Adrienne had had to send it there because Balint, when he had received her first breathless message at Denestornya, had at once written back that he would come to the cabin in the forest so that they could meet.
Though the fact that this new turn in events meant that the inevitable break with his mother was now delayed was some slight consolation, the despair he sensed from Adrienne’s brief letter was a deep source of worry. It was because of this that he had decided to go to the Kalotaszeg so that they would be able to talk matters out face to face. Life at home was becoming more and more intolerable as the relations between mother and son grew ever colder and more tense. Everything they said to each other had an artificial ring, so much so that they might have been two sleep-walkers speaking at each other. Mother and son would still have their meals together, walk down to see the horses, stroll in the park and round the gardens, but it was all a sham; to both of them everything they did was no more than a charade designed to fill in the ever-diminishing time they had together before the storm broke.
On the surface they both maintained the fiction that nothing had changed between them.
One day Balint read out to his mother a report that had been sent to him by their forest manager Winckler. It said that this summer red deer had appeared on the mountain, and that he supposed that they must have come from the Gyalu range or from Dobrin, the Andrassys’ place, where quite a number had been set free ten years before. Two groups of hinds had been sighted, with some youngish stags in attendance, and there were reports of great bulls with magnificent sets of antlers though it was not clear if they referred to one bull or to several different ones.

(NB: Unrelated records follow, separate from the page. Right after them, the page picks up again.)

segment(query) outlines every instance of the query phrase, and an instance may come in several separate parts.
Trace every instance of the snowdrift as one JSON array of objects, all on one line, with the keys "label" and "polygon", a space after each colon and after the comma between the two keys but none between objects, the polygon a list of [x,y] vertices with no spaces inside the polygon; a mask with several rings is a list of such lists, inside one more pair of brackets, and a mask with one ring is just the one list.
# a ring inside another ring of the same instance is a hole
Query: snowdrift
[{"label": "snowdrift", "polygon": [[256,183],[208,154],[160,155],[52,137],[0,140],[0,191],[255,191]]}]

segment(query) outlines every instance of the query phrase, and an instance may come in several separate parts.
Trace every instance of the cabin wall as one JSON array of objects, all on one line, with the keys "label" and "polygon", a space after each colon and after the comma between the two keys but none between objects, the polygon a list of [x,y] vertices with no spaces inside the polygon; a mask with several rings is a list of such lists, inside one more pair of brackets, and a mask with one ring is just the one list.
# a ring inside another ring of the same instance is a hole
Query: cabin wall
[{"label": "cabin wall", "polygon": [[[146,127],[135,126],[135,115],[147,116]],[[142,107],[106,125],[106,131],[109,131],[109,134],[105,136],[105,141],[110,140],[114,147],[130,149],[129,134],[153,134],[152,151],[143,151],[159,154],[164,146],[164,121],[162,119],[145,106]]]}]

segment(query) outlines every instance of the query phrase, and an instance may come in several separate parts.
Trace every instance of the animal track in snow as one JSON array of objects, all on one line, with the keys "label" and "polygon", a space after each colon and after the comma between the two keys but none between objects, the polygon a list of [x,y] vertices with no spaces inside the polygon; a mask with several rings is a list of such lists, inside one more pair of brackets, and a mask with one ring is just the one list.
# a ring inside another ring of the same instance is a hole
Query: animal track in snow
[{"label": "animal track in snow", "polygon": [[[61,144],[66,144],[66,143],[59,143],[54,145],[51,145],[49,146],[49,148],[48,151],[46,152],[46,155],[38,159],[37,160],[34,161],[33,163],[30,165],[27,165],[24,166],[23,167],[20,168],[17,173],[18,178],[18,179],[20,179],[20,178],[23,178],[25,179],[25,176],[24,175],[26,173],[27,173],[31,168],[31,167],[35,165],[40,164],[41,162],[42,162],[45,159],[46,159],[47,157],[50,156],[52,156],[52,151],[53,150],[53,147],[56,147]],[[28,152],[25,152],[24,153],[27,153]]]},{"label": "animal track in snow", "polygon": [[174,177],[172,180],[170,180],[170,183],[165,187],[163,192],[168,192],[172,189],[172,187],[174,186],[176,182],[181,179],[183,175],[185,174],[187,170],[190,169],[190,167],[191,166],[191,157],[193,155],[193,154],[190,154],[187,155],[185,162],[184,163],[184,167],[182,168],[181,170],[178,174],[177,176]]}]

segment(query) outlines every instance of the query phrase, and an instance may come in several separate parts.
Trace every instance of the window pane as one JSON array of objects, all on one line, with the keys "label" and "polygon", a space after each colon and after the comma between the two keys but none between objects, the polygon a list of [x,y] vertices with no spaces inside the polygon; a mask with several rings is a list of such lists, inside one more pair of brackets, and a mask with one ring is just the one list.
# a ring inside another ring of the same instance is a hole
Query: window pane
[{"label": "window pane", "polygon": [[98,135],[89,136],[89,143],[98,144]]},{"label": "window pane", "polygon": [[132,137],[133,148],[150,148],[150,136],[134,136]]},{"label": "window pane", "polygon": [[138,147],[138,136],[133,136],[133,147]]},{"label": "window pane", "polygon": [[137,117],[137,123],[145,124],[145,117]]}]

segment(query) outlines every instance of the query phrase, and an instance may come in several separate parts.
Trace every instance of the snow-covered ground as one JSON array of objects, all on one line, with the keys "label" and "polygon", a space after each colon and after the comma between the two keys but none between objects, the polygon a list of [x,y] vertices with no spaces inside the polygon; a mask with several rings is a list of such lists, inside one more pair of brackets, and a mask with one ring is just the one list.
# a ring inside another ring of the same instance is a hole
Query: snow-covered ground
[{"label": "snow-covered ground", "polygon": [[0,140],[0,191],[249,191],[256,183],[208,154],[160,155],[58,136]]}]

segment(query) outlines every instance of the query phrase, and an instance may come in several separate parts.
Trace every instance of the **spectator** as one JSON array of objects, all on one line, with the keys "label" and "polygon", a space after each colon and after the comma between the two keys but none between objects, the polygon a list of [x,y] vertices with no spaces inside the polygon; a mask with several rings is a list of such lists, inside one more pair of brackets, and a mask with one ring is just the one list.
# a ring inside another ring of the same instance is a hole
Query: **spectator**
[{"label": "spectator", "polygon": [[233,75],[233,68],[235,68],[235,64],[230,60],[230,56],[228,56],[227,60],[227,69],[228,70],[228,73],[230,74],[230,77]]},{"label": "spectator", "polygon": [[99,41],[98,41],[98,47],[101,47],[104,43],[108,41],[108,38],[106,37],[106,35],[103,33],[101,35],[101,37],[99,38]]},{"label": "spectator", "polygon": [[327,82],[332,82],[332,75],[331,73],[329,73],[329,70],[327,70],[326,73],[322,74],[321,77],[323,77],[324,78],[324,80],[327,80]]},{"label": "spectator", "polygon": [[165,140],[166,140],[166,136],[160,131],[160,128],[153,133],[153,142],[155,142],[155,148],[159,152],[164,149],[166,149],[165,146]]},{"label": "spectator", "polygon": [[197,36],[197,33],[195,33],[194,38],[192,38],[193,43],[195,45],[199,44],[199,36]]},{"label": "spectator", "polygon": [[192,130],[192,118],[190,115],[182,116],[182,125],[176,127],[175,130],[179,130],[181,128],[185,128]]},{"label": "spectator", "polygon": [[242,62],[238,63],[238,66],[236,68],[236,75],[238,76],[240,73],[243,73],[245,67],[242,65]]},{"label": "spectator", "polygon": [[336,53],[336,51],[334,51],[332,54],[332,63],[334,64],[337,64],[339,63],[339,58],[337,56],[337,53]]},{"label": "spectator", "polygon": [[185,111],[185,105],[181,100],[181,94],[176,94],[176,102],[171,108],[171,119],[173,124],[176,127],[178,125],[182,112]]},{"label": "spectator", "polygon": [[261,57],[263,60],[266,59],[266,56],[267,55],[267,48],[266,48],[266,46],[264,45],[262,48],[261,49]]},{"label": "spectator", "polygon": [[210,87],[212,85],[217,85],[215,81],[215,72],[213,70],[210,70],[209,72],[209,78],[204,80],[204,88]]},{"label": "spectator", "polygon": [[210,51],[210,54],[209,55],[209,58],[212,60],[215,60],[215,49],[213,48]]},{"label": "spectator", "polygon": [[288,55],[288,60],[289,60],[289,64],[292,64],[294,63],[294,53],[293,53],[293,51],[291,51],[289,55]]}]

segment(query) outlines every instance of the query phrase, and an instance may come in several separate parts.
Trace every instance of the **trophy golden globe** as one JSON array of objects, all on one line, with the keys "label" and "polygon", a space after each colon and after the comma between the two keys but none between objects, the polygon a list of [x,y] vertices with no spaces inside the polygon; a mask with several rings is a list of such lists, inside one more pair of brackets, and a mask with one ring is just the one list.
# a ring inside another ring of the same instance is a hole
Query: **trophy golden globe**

Balint showed the report to his mother, explaining as he did so how marvellous it would be if the red deer could be induced to stay. He thought he should go there at once and order larger feeding troughs and salt-licks to be provided to attract the deer in the coming winter. Roza Abady listened stony-faced; she didn’t believe a word of it. All she knew was that a letter had arrived from Almasko, and she was sure that her son had received a summons. Accordingly she hardly glanced at the papers her son passed over to her, but said icily, ‘Yes, of course. All right. Go if you must!’
Her protruding eyes might have been made of glass.
Balint only spent a few days on the mountain. He heard what the gornyiks, who had seen the deer, had to tell him about their tracks, and in turn had given his instructions about food troughs and the provision of rock-salt. And with the manager he discussed all those seemingly endless subjects that crop up in any substantial forestry holding; but his heart was not in it, for all he could think about was Adrienne’s divorce.
Everything he did, he did automatically, like a robot, and, most unusual for him, he did not even notice any of the beauties of nature. Indeed he could hardly wait to get away.
The letter he found waiting in Budapest was longer than the first, but still far from clear. Adrienne related what the doctor had said, but in hesitant, imprecise terms; and she also told him of those few more encouraging words he had said before they parted. There was something else which made Balint wonder where all this was leading to. When Adrienne wrote about how Dr Kisch had said that in Uzdy’s present state of mind any sudden shock might provoke a dangerous reaction, she had added two phrases about her daughter Clemmie: ‘We also have to consider her future. The child’s stability must be protected too!’